Morgan Stanley-backed researchers are working to identify the root causes of mental health disparities among Latinx youth in the wake of the COVID pandemic, as well as ways to address such disparities.
In pre-COVID times, Latinx youth were already less likely than their peers to receive treatment for mental health problems1. (Latinx is a term used to describe people who self-identify as being of Latin American origin or descent. It is gender-neutral, nonbinary alternative to Latino or Latina.) New research, funded in part by the Morgan Stanley Alliance for Children’s Mental Health, now attempts to document the extent to which the pandemic might have made these problems worse and, more importantly, how to mitigate the negative effects.
Cristiane Duarte, PhD, MPH, director of the Center for Intergenerational Psychiatry and the Child Mental Health Disparities and Development Group in the Columbia University Department of Psychiatry, believes that a powerful way to protect children is to address the stressors that are affecting the entire family unit.
Acknowledging the Crisis
“There’s no doubt that the pandemic has had a disproportional impact on members of underserved groups in general,” says Duarte. Compared to white Americans, Blacks and Latinxs have been hospitalized with COVID at significantly higher rates2; they’ve also suffered greater economic losses3. These disparities have served as acute stressors, which can pave the way for serious depression or anxiety. Duarte’s goal: to prevent the distress that adults are experiencing from trickling down to their children and subsequent generations.
Duarte, a specialist in intergenerational psychiatry, explains that the strain and tensions parents encounter can affect their children in different ways. For example, when a child’s father is hospitalized with COVID or a mother loses a job because of the pandemic, the child may feel scared, sad, or angry, possibly leading to anxiety or depression. But also, stress-induced biological changes in pregnant women can potentially affect fetuses and, in the absence of additional support, may put babies at risk for mental health problems as they grow up.4
Building on a Strong Foundation
Duarte and her colleagues are tackling this issue from numerous angles. As the principal investigator of the ongoing Boricua Youth Study5—which has been following three generations of Puerto Rican families in the Bronx, New York, as well as in San Juan, Puerto Rico, for 20 years—she has unique access to data about factors that may predispose Latinx youth to anxiety and depression, or protect them from it. “We have studied different types of adversities that may be part of childhood, like having a parent who’s been incarcerated, or subjected to domestic violence, but we’ve also learned about some protective factors that are important to this ethnic group, like a strong emphasis on family cohesion and a wide social support network,” she says.

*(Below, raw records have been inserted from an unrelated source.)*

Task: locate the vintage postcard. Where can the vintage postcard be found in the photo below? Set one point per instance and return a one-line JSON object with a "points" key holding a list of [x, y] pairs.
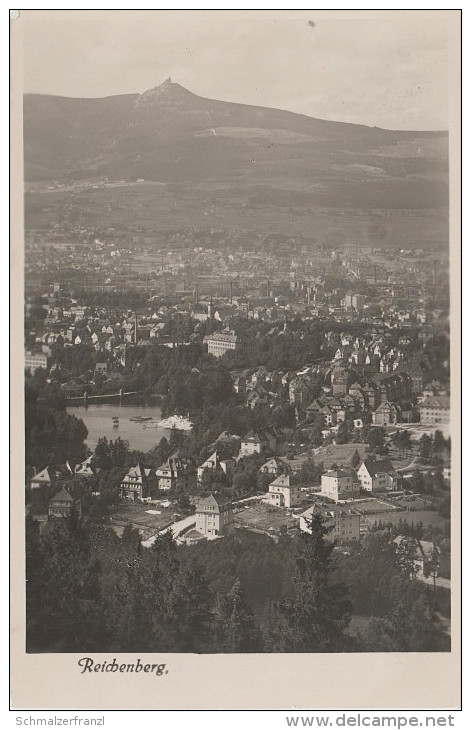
{"points": [[235, 261]]}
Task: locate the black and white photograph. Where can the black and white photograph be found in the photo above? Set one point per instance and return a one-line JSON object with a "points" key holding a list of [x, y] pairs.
{"points": [[238, 375]]}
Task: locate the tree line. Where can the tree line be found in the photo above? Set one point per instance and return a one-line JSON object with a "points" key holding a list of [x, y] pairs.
{"points": [[89, 590]]}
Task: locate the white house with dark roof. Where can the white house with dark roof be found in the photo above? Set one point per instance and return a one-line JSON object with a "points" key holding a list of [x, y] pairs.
{"points": [[283, 493], [42, 479], [137, 483], [339, 484], [213, 515], [378, 475], [61, 504]]}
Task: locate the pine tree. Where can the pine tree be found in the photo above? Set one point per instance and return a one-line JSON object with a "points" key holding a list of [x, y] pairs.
{"points": [[232, 623], [319, 609]]}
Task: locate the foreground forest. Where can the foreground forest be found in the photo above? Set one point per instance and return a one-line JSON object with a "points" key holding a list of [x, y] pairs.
{"points": [[90, 590]]}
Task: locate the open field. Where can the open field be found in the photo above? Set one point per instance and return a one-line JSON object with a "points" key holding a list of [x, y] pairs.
{"points": [[263, 207], [139, 516], [341, 455], [263, 517]]}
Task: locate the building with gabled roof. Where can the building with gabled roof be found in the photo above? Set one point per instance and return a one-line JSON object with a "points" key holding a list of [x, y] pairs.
{"points": [[339, 484], [273, 466], [42, 479], [168, 473], [378, 475], [283, 492], [214, 462], [61, 504], [137, 483], [213, 515]]}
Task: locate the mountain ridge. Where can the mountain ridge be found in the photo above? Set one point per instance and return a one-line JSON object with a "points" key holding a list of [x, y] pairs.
{"points": [[233, 162]]}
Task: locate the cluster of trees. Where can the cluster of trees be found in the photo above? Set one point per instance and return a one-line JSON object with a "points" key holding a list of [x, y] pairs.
{"points": [[90, 590], [51, 435]]}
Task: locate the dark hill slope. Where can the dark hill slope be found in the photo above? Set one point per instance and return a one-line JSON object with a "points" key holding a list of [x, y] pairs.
{"points": [[169, 134]]}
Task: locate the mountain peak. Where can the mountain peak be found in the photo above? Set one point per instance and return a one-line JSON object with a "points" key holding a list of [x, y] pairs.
{"points": [[166, 93]]}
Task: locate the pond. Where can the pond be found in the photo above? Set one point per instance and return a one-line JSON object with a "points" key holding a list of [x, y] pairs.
{"points": [[99, 422]]}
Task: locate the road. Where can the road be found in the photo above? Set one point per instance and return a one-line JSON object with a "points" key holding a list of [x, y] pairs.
{"points": [[177, 528]]}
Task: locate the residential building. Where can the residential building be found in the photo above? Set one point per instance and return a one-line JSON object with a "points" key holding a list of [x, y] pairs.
{"points": [[221, 342], [34, 361], [42, 479], [339, 484], [272, 466], [387, 414], [168, 473], [214, 462], [250, 444], [378, 475], [61, 504], [137, 483], [283, 493], [213, 515], [435, 410]]}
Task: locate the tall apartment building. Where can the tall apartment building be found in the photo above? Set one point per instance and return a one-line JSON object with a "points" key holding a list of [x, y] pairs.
{"points": [[213, 515], [221, 342], [34, 361]]}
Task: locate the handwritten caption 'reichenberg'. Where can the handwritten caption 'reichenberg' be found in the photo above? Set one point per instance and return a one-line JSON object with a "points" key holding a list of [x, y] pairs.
{"points": [[87, 664]]}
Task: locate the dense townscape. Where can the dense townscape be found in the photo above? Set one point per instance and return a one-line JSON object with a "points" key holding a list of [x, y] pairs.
{"points": [[299, 500], [237, 379]]}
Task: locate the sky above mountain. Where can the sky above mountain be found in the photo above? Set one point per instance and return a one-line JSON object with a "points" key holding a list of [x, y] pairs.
{"points": [[386, 69]]}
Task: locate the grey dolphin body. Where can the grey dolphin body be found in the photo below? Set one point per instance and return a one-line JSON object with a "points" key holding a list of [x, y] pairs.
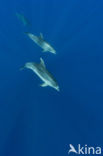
{"points": [[42, 72], [41, 42]]}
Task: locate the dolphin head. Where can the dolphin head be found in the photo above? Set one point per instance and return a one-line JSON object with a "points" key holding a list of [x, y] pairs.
{"points": [[52, 50], [30, 65]]}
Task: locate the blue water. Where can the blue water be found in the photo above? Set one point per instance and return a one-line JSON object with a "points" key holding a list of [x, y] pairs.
{"points": [[36, 121]]}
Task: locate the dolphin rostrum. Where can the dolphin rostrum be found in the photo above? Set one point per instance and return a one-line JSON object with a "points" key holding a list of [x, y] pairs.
{"points": [[42, 72], [41, 42]]}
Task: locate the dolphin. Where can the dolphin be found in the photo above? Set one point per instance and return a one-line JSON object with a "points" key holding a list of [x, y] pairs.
{"points": [[23, 19], [41, 42], [43, 74]]}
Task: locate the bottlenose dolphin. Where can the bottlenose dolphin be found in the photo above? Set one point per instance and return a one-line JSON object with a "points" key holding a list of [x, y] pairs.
{"points": [[41, 42], [23, 19], [42, 72]]}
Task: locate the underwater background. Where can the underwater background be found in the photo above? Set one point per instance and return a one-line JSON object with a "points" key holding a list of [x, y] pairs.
{"points": [[37, 121]]}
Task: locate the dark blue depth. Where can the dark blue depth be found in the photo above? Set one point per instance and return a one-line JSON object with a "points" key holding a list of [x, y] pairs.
{"points": [[36, 121]]}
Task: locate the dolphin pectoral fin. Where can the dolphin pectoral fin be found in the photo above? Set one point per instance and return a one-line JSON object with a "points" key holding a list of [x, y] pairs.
{"points": [[41, 36], [42, 62], [43, 84]]}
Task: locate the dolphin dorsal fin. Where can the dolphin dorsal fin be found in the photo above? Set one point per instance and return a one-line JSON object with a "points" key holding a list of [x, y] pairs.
{"points": [[42, 62], [41, 36]]}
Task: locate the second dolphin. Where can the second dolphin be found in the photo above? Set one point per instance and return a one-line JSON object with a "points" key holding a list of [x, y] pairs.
{"points": [[41, 42]]}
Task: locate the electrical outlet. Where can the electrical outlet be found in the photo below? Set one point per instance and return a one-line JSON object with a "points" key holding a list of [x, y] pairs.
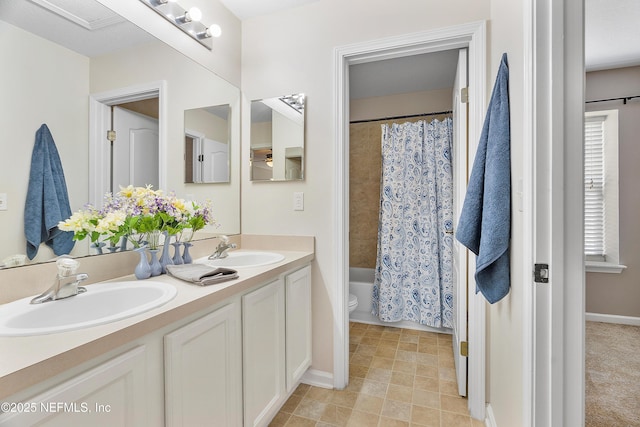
{"points": [[298, 201]]}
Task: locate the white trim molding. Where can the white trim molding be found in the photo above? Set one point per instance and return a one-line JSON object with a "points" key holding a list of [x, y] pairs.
{"points": [[99, 122], [612, 318], [473, 37]]}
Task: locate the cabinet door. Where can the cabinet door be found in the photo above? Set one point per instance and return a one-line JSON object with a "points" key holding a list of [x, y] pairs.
{"points": [[263, 352], [298, 325], [111, 394], [203, 374]]}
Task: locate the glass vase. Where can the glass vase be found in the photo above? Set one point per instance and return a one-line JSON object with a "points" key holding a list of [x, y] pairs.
{"points": [[177, 258], [156, 268], [143, 269], [186, 256], [165, 258]]}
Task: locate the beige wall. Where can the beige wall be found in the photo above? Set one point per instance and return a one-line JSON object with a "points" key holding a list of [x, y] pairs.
{"points": [[224, 59], [41, 82], [365, 162], [619, 294], [277, 61]]}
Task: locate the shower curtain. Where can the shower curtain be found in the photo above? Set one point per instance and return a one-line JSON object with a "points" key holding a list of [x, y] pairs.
{"points": [[413, 279]]}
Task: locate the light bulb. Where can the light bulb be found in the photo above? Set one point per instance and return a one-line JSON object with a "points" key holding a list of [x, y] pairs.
{"points": [[214, 31], [194, 14]]}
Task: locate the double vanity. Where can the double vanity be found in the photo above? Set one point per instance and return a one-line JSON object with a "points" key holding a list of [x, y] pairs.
{"points": [[228, 354]]}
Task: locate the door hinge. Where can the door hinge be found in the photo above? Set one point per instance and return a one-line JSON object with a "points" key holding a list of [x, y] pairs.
{"points": [[541, 273], [464, 95], [464, 348]]}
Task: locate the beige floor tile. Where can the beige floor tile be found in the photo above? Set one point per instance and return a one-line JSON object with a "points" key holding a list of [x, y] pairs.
{"points": [[382, 363], [374, 388], [291, 404], [429, 399], [369, 404], [280, 419], [427, 371], [319, 394], [379, 375], [425, 416], [399, 378], [388, 422], [311, 409], [296, 421], [336, 415], [449, 387], [454, 404], [449, 419], [399, 393], [362, 419], [426, 383], [396, 410], [406, 367], [344, 398]]}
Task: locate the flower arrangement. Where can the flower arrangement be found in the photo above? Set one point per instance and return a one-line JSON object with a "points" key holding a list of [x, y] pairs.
{"points": [[138, 214]]}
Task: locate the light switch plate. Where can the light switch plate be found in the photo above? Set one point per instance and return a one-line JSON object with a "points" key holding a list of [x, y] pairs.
{"points": [[298, 201]]}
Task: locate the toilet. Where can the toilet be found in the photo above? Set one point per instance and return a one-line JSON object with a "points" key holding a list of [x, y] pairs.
{"points": [[353, 302]]}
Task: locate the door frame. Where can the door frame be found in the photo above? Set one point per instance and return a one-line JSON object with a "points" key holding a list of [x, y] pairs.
{"points": [[473, 37], [100, 122]]}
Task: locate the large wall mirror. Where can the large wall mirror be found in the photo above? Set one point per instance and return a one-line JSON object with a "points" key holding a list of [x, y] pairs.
{"points": [[59, 66], [277, 138], [206, 144]]}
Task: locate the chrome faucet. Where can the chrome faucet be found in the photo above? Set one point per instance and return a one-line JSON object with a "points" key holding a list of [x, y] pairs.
{"points": [[65, 284], [222, 248]]}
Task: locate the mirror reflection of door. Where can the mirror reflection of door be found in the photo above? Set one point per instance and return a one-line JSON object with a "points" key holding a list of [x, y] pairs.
{"points": [[207, 144], [136, 147]]}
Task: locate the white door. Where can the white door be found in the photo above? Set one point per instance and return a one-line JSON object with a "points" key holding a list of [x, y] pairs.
{"points": [[136, 149], [215, 161], [460, 253]]}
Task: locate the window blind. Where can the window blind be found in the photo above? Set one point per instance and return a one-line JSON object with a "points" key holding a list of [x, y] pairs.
{"points": [[594, 200]]}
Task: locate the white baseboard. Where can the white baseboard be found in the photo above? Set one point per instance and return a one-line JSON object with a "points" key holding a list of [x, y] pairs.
{"points": [[490, 421], [612, 318], [318, 378]]}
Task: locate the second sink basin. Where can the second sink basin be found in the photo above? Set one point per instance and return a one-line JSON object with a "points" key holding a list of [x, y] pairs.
{"points": [[102, 303], [242, 258]]}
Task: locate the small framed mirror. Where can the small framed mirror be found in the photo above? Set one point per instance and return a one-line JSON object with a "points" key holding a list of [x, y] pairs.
{"points": [[206, 142], [277, 138]]}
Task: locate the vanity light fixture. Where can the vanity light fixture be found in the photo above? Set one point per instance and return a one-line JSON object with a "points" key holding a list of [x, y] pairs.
{"points": [[186, 20]]}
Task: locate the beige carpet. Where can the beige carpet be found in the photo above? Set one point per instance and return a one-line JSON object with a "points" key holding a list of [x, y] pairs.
{"points": [[612, 375]]}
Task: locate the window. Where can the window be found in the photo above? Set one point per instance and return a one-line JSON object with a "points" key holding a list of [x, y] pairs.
{"points": [[601, 191]]}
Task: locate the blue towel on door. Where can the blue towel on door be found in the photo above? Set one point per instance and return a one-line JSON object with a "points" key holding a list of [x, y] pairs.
{"points": [[485, 221], [47, 200]]}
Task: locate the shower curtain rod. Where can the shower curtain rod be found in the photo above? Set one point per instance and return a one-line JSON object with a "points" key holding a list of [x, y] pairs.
{"points": [[438, 113], [622, 98]]}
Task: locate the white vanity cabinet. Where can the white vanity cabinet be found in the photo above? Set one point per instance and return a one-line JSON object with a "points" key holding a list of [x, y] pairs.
{"points": [[298, 325], [263, 336], [113, 393], [203, 376]]}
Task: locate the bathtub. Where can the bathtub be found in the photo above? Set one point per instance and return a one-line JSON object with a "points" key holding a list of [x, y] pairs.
{"points": [[361, 285]]}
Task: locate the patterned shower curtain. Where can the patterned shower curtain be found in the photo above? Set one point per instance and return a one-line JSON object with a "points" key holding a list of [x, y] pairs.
{"points": [[413, 279]]}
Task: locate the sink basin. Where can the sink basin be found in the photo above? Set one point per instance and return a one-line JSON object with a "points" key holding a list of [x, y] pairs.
{"points": [[102, 303], [242, 258]]}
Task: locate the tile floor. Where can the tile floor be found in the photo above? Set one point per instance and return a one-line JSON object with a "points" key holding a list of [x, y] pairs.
{"points": [[398, 377]]}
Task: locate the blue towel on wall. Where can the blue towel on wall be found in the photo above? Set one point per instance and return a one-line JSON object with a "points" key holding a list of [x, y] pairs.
{"points": [[485, 221], [47, 200]]}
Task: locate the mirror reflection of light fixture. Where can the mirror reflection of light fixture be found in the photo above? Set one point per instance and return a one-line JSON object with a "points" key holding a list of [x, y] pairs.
{"points": [[186, 20]]}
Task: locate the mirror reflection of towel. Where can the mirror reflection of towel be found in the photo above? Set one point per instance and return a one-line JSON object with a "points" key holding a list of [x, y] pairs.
{"points": [[485, 221], [47, 200]]}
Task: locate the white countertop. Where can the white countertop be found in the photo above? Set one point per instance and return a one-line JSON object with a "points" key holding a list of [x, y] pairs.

The Boricua Youth Study has already yielded important findings about mental health in Puerto Rican youth, including the link between adversity in childhood and pubertal development, for example.6Duarte is now continuing her work with the pandemic as a backdrop, using funding from the Morgan Stanley Alliance for Children’s Mental Health to conduct two unique studies, both offshoots of the Boricua Youth Study.
Identifying Sources, Testing Interventions
The first, led by Duarte, aims to identify factors that might help explain why some Latinx children in NYC and Puerto Rico develop depression and anxiety as a result of COVID-related stressors, while others seem less affected.
The same study will test an intervention designed to protect the mental health of children by improving the well-being of their parents. “The intervention includes mindfulness-based strategies, but we’re adapting it to the needs of this population by taking into consideration what format might work for busy parents who often have to juggle multiple demands and have fewer resources available to them” says Duarte.
To determine the effectiveness of this intervention, Duarte and her colleagues will use saliva and hair samples to measure inflammation and participants’ stress levels, as well as collect parental reports about their changes in stress and overall ability to function. “The intervention should help parents immediately, but we think that by decreasing their stress we could also have an impact on the next generation,” she says. “That’s really the long-term goal.”
Measuring the Impact of Social Media Use
Meanwhile, Duarte is working with Jazmin Reyes-Portillo, PhD, an assistant professor of clinical psychology in the Columbia University Department of Psychiatry, on a separate Morgan Stanley-funded study that focuses on 13- to 15-year-old teenagers to gauge whether their use of social media might be linked to symptoms of anxiety or depression.
This study hypothesizes that social media use itself isn’t necessarily problematic but rather how teens use it. Specifically, Duarte and her colleagues are testing if “active” use of social media—commenting on posts, uploading videos, sending messages—can be benign or beneficial for mental health, as opposed to “passive” use, which lacks engagement and which they theorize may be correlated to an increased risk of mental health problems, like anxiety and depression.
To find out if that theory is correct, they will ask participants to share nine months of data from the social media platforms that they use. The study’s findings could help guide youth from diverse backgrounds to use social media in a way that’s more apt to protect their mental health than harm it. Focusing on young teens also presents an opportunity to influence social media habits before they’re ingrained and, ideally, to reduce the risk of mental illness before it even starts.
“It’s a small study but we’re very excited about it,” says Duarte. Her hope is that both of these studies will help shed more light on how to best address mental health disparities and break the intergenerational cycle of adversity in Latinx families.